Paul Cezanne, French, 1839–1906; Mont Sainte-Victoire, c.1902–6; oil on canvas; 22 1/2 x 38 1/4 inches; The Walter H. and Leonore Annenberg Collection, Gift of Walter H. and Leonore Annenberg, 1994, Bequest of Walter H. Annenberg, 2022  1994.420

 

Joan Mitchell,
American (active France), 1925–1992

Ici, 1992
oil on canvas

Painting is a way of feeling alive.
—Joan Mitchell, 1986

Broad strokes in bold shades of blue, orange, yellow, and green mingle with pale purple and deep red. Offsetting the energetic sweeps of color are areas of white primed canvas. Drips and spatters of pigment further animate the surface. Ici, the French word for “here,” was one of Mitchell’s final works. Painted while the artist’s health was in decline, the abstract landscape seemingly expresses that here, at Vétheuil, she was fully alive.

Saint Louis Art Museum, Funds given by the Shoenberg Foundation, Inc.  86:1993a,b

 

Claude Monet,
French, 1840–1926

Water Lilies, 1917–19
oil on canvas

One of the most abstract paintings of Monet’s career, Water Lilies is without a definite top or bottom. It is presented here as though the loops of green at the base reflect the branches of weeping willow trees. In the upper left corner is the curving bank of a pond with dark blue shadows underneath. Vibrant, horizontal marks in a multitude of colors evoke the rippling surface of water. The primed canvas, intentionally left visible by Monet, conveys a sense of depth and expansiveness.

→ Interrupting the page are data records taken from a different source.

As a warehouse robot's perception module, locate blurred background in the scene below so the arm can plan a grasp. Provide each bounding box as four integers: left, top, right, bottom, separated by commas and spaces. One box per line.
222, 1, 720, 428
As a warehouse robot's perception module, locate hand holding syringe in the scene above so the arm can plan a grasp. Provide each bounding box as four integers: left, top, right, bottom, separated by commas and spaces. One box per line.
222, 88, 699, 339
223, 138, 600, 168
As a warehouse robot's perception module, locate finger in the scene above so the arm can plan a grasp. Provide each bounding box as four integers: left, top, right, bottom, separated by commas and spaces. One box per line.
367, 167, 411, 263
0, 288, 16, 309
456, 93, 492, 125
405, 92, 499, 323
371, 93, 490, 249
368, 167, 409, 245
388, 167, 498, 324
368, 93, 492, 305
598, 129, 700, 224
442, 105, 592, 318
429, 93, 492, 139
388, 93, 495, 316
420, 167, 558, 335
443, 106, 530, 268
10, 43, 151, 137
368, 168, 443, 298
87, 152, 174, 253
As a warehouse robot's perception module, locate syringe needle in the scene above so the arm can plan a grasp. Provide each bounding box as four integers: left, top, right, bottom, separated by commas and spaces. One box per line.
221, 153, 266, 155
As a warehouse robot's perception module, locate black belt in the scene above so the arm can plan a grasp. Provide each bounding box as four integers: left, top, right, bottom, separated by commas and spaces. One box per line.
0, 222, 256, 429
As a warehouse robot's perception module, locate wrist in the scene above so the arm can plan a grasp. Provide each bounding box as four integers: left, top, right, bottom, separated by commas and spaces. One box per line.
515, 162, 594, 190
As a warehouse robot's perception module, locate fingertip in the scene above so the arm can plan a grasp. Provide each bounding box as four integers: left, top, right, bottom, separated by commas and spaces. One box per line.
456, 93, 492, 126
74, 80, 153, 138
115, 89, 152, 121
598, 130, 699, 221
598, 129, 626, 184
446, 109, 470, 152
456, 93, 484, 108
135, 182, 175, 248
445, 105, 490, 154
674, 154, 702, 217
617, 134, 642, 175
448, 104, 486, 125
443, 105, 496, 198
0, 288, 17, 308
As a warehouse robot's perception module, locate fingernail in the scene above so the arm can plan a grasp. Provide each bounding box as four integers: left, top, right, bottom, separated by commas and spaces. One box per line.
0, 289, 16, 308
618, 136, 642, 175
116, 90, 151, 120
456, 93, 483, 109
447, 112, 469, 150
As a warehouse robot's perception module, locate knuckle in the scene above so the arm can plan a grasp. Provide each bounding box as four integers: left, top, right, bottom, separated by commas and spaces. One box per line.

Musée Marmottan Monet, Paris  2023.98

 

Joan Mitchell,
American (active France), 1925–1992

River, 1989
oil on canvas

A line of angular yellow marks suggests the presence of the Seine River, seen daily by Mitchell from the veranda of her Vétheuil home. Elsewhere, wavy blue brushstrokes, diluted with turpentine, imitate the sky and movement of clouds. As with Monet, Mitchell emphasized the negative white space of her primed canvas as a crucial part of her composition. The artists, however, differed in their approaches to capturing the French landscape. Monet often worked outside, while Mitchell carefully studied subjects like the river and then painted her memories in her studio.

Fondation Louis Vuitton, Paris  2023.114a,b

 

Claude Monet,
French, 1840–1926

The Japanese Bridge, 1918–24
oil on canvas

Monet’s Japanese footbridge appears in vibrant tones of deep red, with swirls and dashes of green suggesting wisteria vines. Lighter reds and yellows allude to the water’s surface below. At right, vertical streaks of maroon manifest the trunk of a tree. Monet’s use of non-naturalistic colors may stem from the artist’s debilitating cataracts, which yellowed and blurred his vision. This work is one of the most dramatic examples of his late Japanese bridge series.